Overview

I’m Vishal Kerai. I joined QVC in January 2024 as a Senior Commercial Analyst — but a natural affinity for solving problems with code led me down a different path. I became QVC International’s first analytics engineer, designing and building a modern data stack from scratch. This portfolio documents what I built and the thinking behind it.

The Environment I Inherited

QVC is a company rich in data but constrained by legacy infrastructure. When I arrived, the analytics platform had been built incrementally over years — before modern tooling was accessible to analysts.

My first project, a customer segmentation dashboard, exposed every weakness. Joining 60 million orderline rows with product and member data took over an hour in Oracle. Transfers were capped at 7 Mbps over VPN. CSV files were scattered across network drives with no unified source of truth. New business insights could take days or weeks to generate.

The broader stack looked like this:

  • Oracle — the transactional source database, not designed for analytical workloads
  • Hyperion — a deprecated OLAP layer scheduling extracts to network drives
  • Excel + Power Query — the analytics platform. Analysts connected to Oracle via ODBC, transformed in Power Query, and built pivots. Business logic lived inside spreadsheets
  • 16GB laptops — where it all ran, often from home over 7 Mbps VPN connections

It worked. People delivered insights, built dashboards, ran the business. But no one was bridging the gap between analyst work and modern engineering practices — multiple analysts were creating different versions of similar reports, nothing was version-controlled, and there was no path to scale.

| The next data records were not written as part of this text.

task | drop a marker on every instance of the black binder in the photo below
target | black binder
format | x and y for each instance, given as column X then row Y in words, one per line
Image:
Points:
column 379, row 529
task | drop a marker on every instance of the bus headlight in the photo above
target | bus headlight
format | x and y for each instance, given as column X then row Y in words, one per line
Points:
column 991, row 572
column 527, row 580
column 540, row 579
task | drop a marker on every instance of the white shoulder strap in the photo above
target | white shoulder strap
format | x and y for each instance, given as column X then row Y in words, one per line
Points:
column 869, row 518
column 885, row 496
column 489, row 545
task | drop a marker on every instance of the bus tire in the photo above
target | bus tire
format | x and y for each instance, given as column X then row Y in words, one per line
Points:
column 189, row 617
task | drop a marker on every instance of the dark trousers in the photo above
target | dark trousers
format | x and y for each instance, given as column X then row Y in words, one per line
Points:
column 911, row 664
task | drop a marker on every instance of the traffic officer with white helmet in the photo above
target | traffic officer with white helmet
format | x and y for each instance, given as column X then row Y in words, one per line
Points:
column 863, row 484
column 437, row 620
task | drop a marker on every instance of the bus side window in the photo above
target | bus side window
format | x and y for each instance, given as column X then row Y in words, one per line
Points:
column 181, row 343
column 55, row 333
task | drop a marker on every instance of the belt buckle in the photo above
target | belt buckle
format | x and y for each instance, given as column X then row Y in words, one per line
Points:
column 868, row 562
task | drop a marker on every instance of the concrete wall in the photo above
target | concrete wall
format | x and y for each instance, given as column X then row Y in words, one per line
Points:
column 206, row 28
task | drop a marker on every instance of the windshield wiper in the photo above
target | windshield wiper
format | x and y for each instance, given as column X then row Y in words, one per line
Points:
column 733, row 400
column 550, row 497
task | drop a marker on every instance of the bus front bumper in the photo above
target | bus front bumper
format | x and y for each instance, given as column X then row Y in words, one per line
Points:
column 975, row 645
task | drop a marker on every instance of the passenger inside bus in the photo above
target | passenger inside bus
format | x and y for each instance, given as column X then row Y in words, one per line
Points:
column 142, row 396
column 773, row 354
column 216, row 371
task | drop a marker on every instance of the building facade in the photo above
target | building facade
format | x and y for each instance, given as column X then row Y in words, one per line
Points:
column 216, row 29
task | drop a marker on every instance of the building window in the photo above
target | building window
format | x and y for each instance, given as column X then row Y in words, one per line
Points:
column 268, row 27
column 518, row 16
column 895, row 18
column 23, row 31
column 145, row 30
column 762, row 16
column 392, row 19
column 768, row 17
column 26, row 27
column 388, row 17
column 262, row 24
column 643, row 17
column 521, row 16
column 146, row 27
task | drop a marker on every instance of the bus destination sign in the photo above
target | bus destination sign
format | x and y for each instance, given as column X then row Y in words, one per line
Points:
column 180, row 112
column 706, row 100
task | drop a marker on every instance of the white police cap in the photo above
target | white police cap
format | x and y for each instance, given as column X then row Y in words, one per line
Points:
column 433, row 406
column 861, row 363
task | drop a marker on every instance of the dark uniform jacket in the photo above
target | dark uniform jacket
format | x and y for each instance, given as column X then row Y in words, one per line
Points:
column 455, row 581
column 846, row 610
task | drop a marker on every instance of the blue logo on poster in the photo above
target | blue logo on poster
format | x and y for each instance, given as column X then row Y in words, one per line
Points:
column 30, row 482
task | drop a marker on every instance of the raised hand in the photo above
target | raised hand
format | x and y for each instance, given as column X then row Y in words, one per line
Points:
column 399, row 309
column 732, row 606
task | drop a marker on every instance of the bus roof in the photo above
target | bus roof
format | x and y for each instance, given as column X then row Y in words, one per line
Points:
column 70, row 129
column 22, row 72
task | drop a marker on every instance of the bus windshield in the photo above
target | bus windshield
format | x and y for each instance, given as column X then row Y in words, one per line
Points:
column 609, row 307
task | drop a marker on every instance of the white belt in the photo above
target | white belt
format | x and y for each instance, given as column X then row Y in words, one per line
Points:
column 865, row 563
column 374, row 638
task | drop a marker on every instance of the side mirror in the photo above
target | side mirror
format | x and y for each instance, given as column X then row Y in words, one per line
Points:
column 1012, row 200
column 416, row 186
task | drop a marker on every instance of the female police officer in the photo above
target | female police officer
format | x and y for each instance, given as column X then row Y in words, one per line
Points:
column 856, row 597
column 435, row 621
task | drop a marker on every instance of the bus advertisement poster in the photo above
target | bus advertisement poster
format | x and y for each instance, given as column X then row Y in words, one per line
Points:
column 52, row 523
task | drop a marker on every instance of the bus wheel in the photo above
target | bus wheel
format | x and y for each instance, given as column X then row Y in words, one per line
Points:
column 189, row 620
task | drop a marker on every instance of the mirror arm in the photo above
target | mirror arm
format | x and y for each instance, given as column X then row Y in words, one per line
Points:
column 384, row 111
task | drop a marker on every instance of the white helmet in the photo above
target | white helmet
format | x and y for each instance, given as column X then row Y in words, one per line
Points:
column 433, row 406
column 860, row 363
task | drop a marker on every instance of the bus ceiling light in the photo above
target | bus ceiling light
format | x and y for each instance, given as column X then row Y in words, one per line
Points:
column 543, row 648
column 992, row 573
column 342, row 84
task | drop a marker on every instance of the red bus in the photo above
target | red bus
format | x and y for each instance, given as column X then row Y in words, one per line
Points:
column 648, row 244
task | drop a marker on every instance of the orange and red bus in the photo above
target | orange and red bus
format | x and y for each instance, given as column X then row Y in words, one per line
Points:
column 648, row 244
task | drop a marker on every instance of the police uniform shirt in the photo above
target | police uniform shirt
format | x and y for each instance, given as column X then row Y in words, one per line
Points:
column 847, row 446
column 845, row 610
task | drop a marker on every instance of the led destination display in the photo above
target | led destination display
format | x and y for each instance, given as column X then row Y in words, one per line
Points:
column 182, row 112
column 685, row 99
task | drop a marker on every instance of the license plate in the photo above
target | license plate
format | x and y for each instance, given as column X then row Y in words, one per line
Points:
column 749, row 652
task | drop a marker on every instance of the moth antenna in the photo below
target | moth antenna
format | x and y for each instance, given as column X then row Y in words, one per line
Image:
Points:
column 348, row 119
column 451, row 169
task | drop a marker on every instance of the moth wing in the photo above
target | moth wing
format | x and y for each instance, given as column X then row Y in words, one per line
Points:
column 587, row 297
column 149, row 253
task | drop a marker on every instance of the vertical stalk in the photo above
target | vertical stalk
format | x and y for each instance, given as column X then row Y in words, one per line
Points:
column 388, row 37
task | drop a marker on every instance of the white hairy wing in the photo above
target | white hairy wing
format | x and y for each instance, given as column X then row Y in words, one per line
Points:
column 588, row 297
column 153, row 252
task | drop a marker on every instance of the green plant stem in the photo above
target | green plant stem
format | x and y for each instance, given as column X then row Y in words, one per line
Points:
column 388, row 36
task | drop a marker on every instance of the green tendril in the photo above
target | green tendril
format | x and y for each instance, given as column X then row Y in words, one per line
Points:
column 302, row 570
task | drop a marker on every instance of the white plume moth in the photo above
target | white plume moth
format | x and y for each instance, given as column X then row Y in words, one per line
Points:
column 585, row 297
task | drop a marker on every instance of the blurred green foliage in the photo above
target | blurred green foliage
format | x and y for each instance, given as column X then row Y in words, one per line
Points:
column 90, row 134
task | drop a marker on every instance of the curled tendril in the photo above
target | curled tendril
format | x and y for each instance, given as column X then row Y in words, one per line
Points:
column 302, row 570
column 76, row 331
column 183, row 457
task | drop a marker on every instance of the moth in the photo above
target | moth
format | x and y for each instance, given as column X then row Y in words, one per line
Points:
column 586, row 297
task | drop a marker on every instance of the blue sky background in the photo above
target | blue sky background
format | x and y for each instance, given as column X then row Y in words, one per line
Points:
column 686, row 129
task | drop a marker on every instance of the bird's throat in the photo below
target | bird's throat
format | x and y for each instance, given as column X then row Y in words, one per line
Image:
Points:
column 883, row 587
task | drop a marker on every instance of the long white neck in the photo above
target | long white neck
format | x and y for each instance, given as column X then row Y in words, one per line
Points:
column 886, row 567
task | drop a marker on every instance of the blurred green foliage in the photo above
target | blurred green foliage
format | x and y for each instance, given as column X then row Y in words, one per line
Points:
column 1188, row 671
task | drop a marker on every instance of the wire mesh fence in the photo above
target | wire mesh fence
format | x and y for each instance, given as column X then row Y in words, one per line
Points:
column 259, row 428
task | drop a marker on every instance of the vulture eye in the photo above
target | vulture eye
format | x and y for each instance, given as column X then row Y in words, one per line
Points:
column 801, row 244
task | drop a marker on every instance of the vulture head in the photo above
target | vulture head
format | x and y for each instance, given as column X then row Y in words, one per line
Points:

Why I Built Something Different

When I hit the limitations — Excel row limits, day-long rebuilds, queries that crashed my laptop — I reached for what I knew: Python and SQL. Six months of exploration led me to dbt, DuckDB, and a local-first approach that worked within existing infrastructure rather than waiting for cloud approvals.

The full story is in The Journey.

What I Built

A modern analytics platform that consolidates data from Oracle, Azure Blob Storage, and SharePoint into a unified, version-controlled data warehouse powered by DuckDB and dbt.

Impact

Pipeline runtime: 1 day → 20 minutes. What used to crash my laptop now runs reliably every morning. 100+ dbt models serve 4 international markets (UK, DE, IT, JP), enabling ~50 stakeholders across the business to self-serve analytics through Tableau.

How People Use It

The platform isn’t just infrastructure — it’s how teams across QVC International get their data. Analysts build reports on top of it. Planners maintain their own classification prompts. Cross-market reporting that used to require weeks of manual alignment now runs on shared definitions and common models.

I trained the first peer analyst on the stack (Git, dbt, Python), and he went on to build reporting independently. Fragile institutional knowledge — like bespoke deduplication logic that lived in one person’s head — has been formalised into version-controlled, testable transformations.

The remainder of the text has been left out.